Le sénateur Milne: L'article projeté selon lequel le texte lie Sa Majesté du chef du Canada et une province, mais qu'il ne s'applique pas aux membres des Forces canadiennes me préoccupe également. Je n'ai aucune idée de la réputation dont jouissent les forces militaires canadiennes, mais je connais celle des militaires américains qui laissent tout derrière eux, sans nettoyer. Ils sont bien connus pour cela. Ils ont laissé nos régions arctiques jonchées de déchets, et le Canada devra débourser des millions de dollars pour les nettoyer. Cette exemption me préoccupe beaucoup.

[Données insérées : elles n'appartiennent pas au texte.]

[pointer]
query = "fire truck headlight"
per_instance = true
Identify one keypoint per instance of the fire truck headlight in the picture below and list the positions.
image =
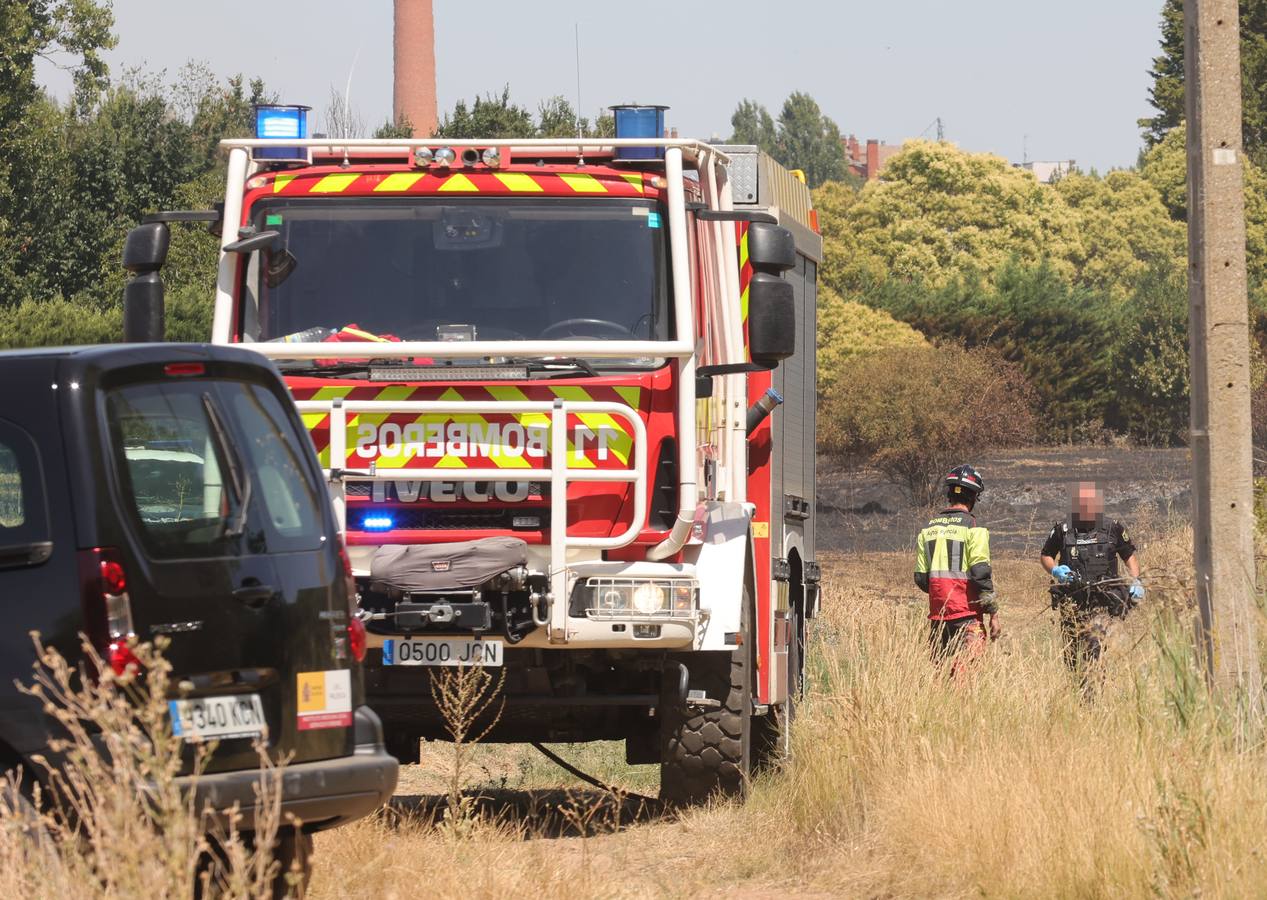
(649, 598)
(631, 597)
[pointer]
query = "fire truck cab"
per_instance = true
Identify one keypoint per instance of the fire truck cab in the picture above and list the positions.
(564, 397)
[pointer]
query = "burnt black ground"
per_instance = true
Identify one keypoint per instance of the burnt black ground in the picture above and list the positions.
(1026, 492)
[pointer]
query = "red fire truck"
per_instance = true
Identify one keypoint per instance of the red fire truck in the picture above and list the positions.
(564, 394)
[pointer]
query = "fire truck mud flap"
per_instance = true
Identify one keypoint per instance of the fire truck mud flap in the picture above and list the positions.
(721, 563)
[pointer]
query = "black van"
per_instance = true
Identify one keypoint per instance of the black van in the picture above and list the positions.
(171, 489)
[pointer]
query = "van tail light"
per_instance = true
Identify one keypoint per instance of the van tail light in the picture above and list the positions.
(107, 607)
(355, 626)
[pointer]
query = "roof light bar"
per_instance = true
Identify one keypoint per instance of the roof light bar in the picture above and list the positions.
(274, 122)
(634, 121)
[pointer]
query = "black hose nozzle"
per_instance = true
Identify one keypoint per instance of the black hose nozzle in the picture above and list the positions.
(763, 407)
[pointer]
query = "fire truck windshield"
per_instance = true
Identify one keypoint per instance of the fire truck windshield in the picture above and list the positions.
(425, 269)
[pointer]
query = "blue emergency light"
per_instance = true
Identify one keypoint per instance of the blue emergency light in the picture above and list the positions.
(635, 121)
(378, 522)
(275, 122)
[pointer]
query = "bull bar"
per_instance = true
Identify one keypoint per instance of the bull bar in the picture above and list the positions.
(559, 474)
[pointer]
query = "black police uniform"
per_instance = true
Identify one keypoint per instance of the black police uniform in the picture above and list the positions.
(1096, 595)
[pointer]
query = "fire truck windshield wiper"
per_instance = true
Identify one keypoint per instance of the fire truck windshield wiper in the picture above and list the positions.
(555, 365)
(335, 368)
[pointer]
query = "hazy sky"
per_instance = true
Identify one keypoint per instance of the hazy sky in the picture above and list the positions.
(1062, 80)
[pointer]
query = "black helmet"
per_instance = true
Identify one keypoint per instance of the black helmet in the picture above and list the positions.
(964, 483)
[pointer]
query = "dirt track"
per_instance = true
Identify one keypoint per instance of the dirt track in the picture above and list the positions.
(1026, 492)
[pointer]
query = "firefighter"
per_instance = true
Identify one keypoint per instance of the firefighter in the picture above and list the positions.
(1082, 554)
(952, 565)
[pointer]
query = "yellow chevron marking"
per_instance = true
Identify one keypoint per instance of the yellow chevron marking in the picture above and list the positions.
(618, 444)
(583, 183)
(313, 418)
(335, 184)
(634, 179)
(518, 181)
(459, 183)
(399, 181)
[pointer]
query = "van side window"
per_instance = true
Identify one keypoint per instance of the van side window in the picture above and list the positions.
(23, 507)
(171, 468)
(290, 507)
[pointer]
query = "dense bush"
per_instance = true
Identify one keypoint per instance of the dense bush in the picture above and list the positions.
(848, 328)
(914, 412)
(1058, 335)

Nos inspecteurs ont toutes sortes de pouvoirs qu'ils peuvent exercer au Canada même, mais à l'étranger, à première vue, il semble que leur seul moyen d'action soit l'inspection. Quelle sorte d'autre pouvoir ont-ils? Une fois qu'ils se trouvent sur place et qu'ils voient ce qui se passe ou ce qui s'est passé, que peuvent-ils faire de plus que de simplement inspecter?

M. Enei: Du point de vue de l'inspection, on pourrait considérer le concept comme étant pluridimensionnel. Le régime issu du traité prévoit des «observateurs», ce qui veut dire que les parties au traité peuvent nommer des observateurs qui ont le pouvoir d'inspection. Les observateurs inspectent les activités des personnes sous le régime du Traité sur l'Antarctique. Il existe aussi un régime supplémentaire d'autosurveillance, étant donné que la communauté de l'Antarctique est tissée plutôt serrée. La plupart des chercheurs se connaissent entre eux. Bon nombre des travaux scientifiques s'effectuent sous le leadership de certains pays en collaboration avec d'autres États qui y contribuent et y participent. D'un point de vue scientifique, cette question n'a pas été relevée comme représentant un enjeu.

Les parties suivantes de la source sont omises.